Friday, 25 January 2013

Tribe or Ethnic Group



Those who oppose using the word "tribe" desire that African ethnic groups are understood as similar to those elsewhere.

They want the complexity of these groups paid attention to, and are attentive of the word "tribe's" associations with notions of backwardness, atavism and superstition - its roots in colonial policies aimed at defining African societies and making them legible for control.

They are attentive to the fact that the term is only used to describe their cultural formations, of the fact that Western societies' cleavages would never be defined as tribes.

They also reject the notions of fixity, of common ancestry that come with the term "tribe", preferring the looseness of the term ethnic group, and how this acknowledges internal differences of language, culture and descent, and permits accretion.
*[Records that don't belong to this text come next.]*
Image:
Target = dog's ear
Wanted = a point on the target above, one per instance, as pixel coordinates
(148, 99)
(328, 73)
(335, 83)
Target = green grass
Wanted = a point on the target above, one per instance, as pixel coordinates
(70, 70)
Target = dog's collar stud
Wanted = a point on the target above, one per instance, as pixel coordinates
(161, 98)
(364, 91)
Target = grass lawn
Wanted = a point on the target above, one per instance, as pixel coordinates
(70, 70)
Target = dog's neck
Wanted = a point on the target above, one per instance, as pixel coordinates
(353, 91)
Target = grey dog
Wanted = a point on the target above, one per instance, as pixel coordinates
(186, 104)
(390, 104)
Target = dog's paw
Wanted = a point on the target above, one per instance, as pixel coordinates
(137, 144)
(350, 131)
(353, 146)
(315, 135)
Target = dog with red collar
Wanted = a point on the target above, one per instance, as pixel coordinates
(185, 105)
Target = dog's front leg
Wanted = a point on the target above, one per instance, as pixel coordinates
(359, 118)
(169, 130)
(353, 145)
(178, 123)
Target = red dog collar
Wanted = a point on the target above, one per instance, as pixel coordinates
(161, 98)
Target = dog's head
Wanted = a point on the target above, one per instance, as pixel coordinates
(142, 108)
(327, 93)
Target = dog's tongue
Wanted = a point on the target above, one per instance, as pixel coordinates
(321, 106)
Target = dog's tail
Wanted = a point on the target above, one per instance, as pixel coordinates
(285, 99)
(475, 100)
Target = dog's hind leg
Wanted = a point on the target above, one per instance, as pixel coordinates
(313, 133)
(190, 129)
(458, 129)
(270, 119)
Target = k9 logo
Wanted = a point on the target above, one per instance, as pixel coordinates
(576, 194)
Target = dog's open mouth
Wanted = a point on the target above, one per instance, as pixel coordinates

Conversely, this, along with constant media use, may explain why many African people continue to use the term "tribe".

Even with their fictive kinships, many Africans may prefer to establish the bonds between them as based on common descent, as biological, than to acknowledge the complex ways in which their present-day ethnic groups were formed.


By Basil Ibrahim, Nairobi-based political consultant

 http://www.bbc.co.uk/news/world-africa-20465752 

1 comment:

  1. Why did they make Africans hate the word tribe? When you mention tribe then goes oh you are tribalistic. Isn't it ironic that we hate what we are? We are made of tribes and we hate everything to do with it. One thing wonder is how they made us hate what we are they are really good. Every body of every tribe should stand tall and love and feel secure in their own tribe because like it or not that is what you are.